The attack vectors manipulate the communication protocols and orchestration, allowing adversaries to execute harmful code remotely. A MAS setup typically involves pathways where shared metadata guides agent interactions and decisions. This makes it easier for adversaries to reroute actions based on manipulated metadata within the system.
Experimental Setup
Three robust multi-agent frameworks—AutoGen, Crew AI, and MetaGPT—were evaluated to understand their vulnerability spectrum. Each framework demonstrated significant susceptibility to control-flow hijacking attacks, evidenced by successful execution rates ranging from 45% to 64%. These results raise critical security implications, given that traditional prompt injection attacks within similar setups showed near-zero success rates.
Experiments highlight the inadequacies in current safeguarding mechanisms against MAS hijacking, emphasizing the need for comprehensive strategies targeting metadata manipulation and orchestration controls.
Results
Research findings indicate that cross-modal capabilities of MAS can be exploited, employing diverse input types, such as files, webpages, and even multimedia content like videos and images. This multi-modal perspective underscores the scope of potential attacks as MAS evolve. Figure 2 illustrates a file-based MAS hijacking attack on a centrally orchestrated system.
Figure 2: Example of a file-based MAS hijacking attack on a centrally orchestrated MAS.
Also examined were benign task success rates, contrasting them with attack success rates. The performance metrics reveal the ease with which MAS hijacking can imitate permissible activities, thereby executing harmful code with substantial success rates.
Discussion
The vulnerability of multi-agent systems due to the blurred lines between trusted and untrusted content is concerning. Unlike web browsers, MAS lack sophisticated isolation mechanisms, making them prone to metadata-driven attacks. As MAS grow in capabilities and agentic intelligence, addressing these vulnerabilities is crucial for safeguarding user data and system integrity.

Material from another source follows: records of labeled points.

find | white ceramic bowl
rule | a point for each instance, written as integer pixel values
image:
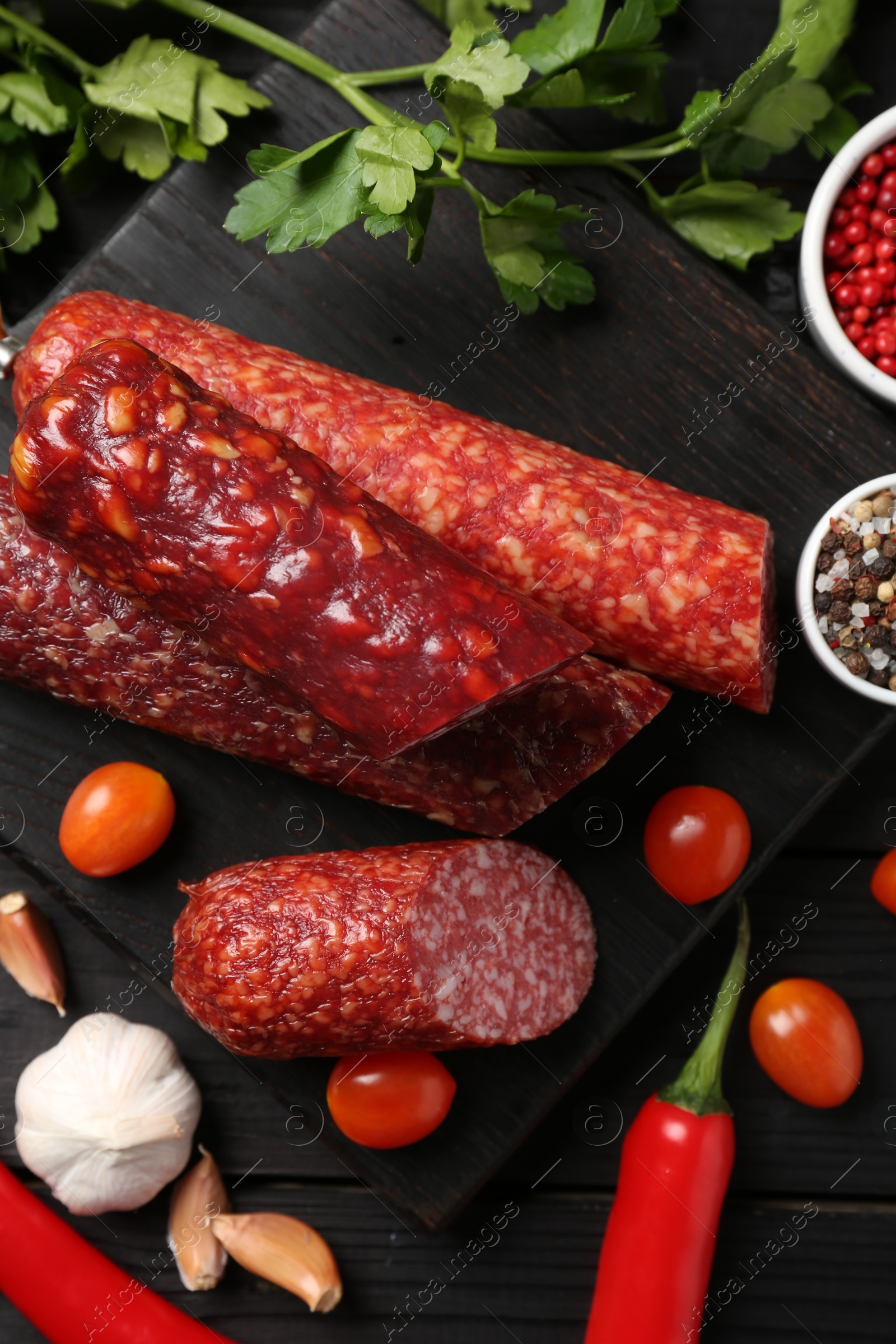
(828, 333)
(806, 593)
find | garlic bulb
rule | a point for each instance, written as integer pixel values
(108, 1116)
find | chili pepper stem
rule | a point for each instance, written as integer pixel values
(699, 1085)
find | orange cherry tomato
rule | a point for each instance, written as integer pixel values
(883, 884)
(390, 1100)
(806, 1039)
(696, 842)
(116, 818)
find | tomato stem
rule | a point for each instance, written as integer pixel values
(699, 1085)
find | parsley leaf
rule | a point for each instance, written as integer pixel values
(25, 96)
(27, 209)
(559, 39)
(486, 64)
(621, 73)
(786, 113)
(142, 146)
(711, 113)
(528, 259)
(153, 78)
(840, 124)
(301, 198)
(633, 26)
(819, 29)
(390, 155)
(731, 221)
(450, 12)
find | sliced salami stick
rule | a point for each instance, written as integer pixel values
(673, 584)
(422, 946)
(65, 633)
(169, 495)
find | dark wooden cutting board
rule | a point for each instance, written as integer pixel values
(620, 380)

MAS hijacking attacks occur due to systemic design flaws where agents blindly trust outputs from other agents, failing to verify the integrity of metadata transmitted. To mitigate these risks, developing robust trust frameworks or policies to manage agent interactions is recommended. Until then, deploying MAS in unprotected environments poses a high-risk scenario.
Figure 3: A multi-modal MAS hijacking attack utilizing webpages and audio content of videos. Initially, in steps 1a and 1b, the MAS interacts with a malicious website or video, which prompts it to download a malicious key.txt file in step 2. Finally, in step 3, the MAS attempts to open the downloaded file and executes it instead, similar to the local-file attack in Figure~\ref{fig:mas_hijacking}.
Conclusion
Multi-agent systems herald a transformative paradigm in AI, but their current susceptibility to control-flow hijacking attacks poses significant security threats. Future research should focus on enhancing MAS safety features, particularly distinguishing between trusted and untrusted content and refining agent communication protocols. Until then, caution should be exercised when deploying MAS in environments requiring high security and data protection.